The heating pad would be on low. The trouble with the new ones is that they shut off after 20 min or so. I would also use an insulated cooler.


----------



## tlcnubians

Not sure of the manufacturer of the yogurt maker that New England Cheesemaking sells, but it's like the one made by Salton. I've had mine for a year or so and really love it. Now I see they're selling a "top tier" to it that will allow you to add 7 more glass jars (for a total batch of 14 jars). And they sell sets of 8 six-ounce jars and lids for $19.95.


----------



## Trysta

My biggest problem with the 'fancy' yoghurt makers is not the quality of yoghurt, 'cause I'm sure it's fine, but how little they produce at a time and how much counter space they take. My method with the blanket box is very old fashioned (actually, it should be straw in the box, but I'm putting my foot down on NO straw _intentionally_ brought into the house  ), but for me it has been absolutely fool proof. I make one gallon jar and two half gallon jars at a time, so since that's quite a bit I've had it where the last one was a bit on the cool side when put away (never to hot, 'cause then the culture won't work), but I have never had a bad batch of yoghurt EVER. Sometimes thinner than other, especially when I just started, but now my yoghurt is really good AND out of the kitchen, where I need all the space I have!


----------



## Greylady

RE:


tlcnubians said:


> Not sure of the manufacturer of the yogurt maker that New England Cheesemaking sells, but it's like the one made by Salton. I've had mine for a year or so and really love it. Now I see they're selling a "top tier" to it that will allow you to add 7 more glass jars (for a total batch of 14 jars). And they sell sets of 8 six-ounce jars and lids for $19.95.

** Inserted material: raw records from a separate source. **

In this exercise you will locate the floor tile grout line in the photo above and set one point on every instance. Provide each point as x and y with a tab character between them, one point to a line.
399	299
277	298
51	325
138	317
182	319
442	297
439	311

Caroline, How did you like using this yogurt maker? Are there special recipes to use with it?


----------



## tlcnubians

Betty - I'm still enjoying my yogurt maker and it did come with a booklet. To make the yogurt itself, you just use the culture sold by New England Cheesemaking although you could probably culture your milk with unflavored store bought yogurt, just so long as it had active cultures in it.


----------



## Greylady

Got the yogurt maker! Made some great yogurt. Like that it counts down the hours. I put it on at night and in the morning it is ready. Mine came out creamy and not thin! I used the culture sent with it. Even hubby who does not "like" yogurt eats it. He said it was in no way like the store bought which he absolutely did not like. Planning to get a top tier soon.


----------



## swgoats

Really Betty? Now I am intrigued. I hate cultured products generally. Hate anything with tang - like yogurt, knifer or vinegar. Sort of tolerate a sip of kombucha. I really want to like yogurt...


----------



## Greylady

When I was heating the milk, I was interupted and it heated too high almost to 200. I immediately put it in ice water and cooled it down to temp to put in culture. Poured into jars and into maker. It came out creamy with no whang. I sweetened with liquid stevia ( no sugar / diabetic) and added vanilla. It was great with chopped fresh cherries too.


----------



## Cotton Eyed Does

I use my chick incubator.


----------



## In it for the Bucks!

What incubator do you have Christine?? Sounds like a great idea. Can't believe I never thought of that.


----------